Assume our input consists of observed data $\mathsf{V}$ with element $V_{i, j, k}$ giving the value of the input unit within channel $i$ at row $j$ and column $k$.
Assume our output consist of $\mathsf{Z}$ with the same format as $\mathsf{V}$. If $\mathsf{Z}$ is produced by convolving $\mathsf{K}$ across $\mathsf{V}$ without flipping $\mathsf{K}$, then:
$$ Z_{i,\ j,\ k} = \sum_{l,\ m,\ n} V_{l,\ j + m - 1,\ k + n - 1} \times K_{i,\ l,\ m,\ n}$$
where the summation over $l$, $m$, and $n$ is over all values for which the tensor indexing operations inside the summation are valid.
I suppose that it's not hard to see that the equation is depicting the dot product between a filter and a "patch" in the input data. But I don't particularly understand how the authors came up with this equation. My original knowledge of the convolution operation for neural networks is like this demo provided by Stanford University's CS231n course.
I suppose that if I were to summarize what's particularly puzzling me, it would be as follows:
My understanding regarding convolution is that the number of channels of an input image and the number of channels in a filter (or kernel) need to match, and that typically each channel only convolves with its corresponding channel. However, the definition given by the authors here (i.e. "between a unit in channel $i$ of the output and a unit in channel $j$ of the input") seems to imply that the number of channels doesn't have to match and that there may be convolution between different channels in the input and filter. Is cross-convolution across different channels possible?
What is meant by "an offset of $k$ rows and $l$ columns between the output unit and input unit" in the first paragraph? Is this simply referring to the filter's size (i.e. $k \times l$)?
It seems that the authors are also assuming that the output $\mathsf{Z}$ (i.e. the result of the dot product between a filter and the input patch) and input $\mathsf{V}$ are the same size. However, my knowledge tells me that after performing a convolution between an input and filter, the output feature map is always smaller than the input. Why are the authors assuming that the size is the same?

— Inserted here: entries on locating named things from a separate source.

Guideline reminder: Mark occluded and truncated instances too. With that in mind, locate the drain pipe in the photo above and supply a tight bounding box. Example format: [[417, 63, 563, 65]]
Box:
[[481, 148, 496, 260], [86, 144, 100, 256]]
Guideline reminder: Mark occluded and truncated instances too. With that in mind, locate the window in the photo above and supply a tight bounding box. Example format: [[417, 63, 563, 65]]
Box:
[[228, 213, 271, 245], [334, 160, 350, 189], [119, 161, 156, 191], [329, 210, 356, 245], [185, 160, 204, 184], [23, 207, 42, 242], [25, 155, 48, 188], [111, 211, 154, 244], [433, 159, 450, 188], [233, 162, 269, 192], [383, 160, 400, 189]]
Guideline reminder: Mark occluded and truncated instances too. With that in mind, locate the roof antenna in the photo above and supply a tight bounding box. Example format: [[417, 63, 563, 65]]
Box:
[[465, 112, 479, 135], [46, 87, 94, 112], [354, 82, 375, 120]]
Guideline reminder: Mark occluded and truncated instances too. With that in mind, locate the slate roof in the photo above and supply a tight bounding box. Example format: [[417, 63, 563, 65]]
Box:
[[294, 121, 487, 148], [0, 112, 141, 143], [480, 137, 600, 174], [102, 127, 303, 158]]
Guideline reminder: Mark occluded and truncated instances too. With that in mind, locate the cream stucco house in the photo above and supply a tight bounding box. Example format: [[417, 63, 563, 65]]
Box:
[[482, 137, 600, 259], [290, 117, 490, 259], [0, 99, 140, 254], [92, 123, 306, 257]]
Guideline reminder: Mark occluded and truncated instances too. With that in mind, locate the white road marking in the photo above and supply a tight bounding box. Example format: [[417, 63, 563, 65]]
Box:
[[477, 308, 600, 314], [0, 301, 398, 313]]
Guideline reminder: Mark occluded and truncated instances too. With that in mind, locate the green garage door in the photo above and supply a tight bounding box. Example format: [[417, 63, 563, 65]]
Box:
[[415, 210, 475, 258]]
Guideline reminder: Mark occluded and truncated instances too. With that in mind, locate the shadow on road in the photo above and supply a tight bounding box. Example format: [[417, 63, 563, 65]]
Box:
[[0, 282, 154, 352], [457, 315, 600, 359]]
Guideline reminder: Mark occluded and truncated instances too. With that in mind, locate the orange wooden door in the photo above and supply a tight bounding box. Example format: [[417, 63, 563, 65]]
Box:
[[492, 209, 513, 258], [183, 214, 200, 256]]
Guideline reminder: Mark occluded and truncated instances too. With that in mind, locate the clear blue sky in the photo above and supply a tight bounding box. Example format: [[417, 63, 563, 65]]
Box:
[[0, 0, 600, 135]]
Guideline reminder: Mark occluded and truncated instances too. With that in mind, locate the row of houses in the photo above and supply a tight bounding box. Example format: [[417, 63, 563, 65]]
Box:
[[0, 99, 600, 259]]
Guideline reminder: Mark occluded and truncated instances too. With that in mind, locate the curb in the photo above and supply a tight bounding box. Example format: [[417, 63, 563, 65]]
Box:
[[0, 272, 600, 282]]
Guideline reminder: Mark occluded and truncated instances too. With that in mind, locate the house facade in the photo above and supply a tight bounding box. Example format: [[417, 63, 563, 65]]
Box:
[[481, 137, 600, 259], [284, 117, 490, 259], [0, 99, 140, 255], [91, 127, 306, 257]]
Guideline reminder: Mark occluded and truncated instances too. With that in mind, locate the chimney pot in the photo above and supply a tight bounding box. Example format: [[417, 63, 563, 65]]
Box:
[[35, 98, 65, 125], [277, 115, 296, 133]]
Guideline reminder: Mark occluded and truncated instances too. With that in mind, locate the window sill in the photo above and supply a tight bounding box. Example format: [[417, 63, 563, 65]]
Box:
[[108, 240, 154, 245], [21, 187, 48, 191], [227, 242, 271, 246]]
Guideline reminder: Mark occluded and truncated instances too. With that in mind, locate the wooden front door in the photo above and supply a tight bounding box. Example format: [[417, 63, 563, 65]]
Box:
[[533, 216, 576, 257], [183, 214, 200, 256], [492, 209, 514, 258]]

Is this even possible?
Your formula means
$$Z_i = \sum_l V_l \ast K_{i,l}$$
(where $\ast$ is 2d convolution, over your $j,k$ variables, $Z_i , V_l,K_{i,l}$ are 2d arrays)
A convolution is a weighted sum of shifts of the input, the "offset" is the shift.
So it is the same formula as for fully connected (linear) layers except that the activation of each neuron is a 2d array, same for the weights, and instead of multiplying the activation and weight we convolve.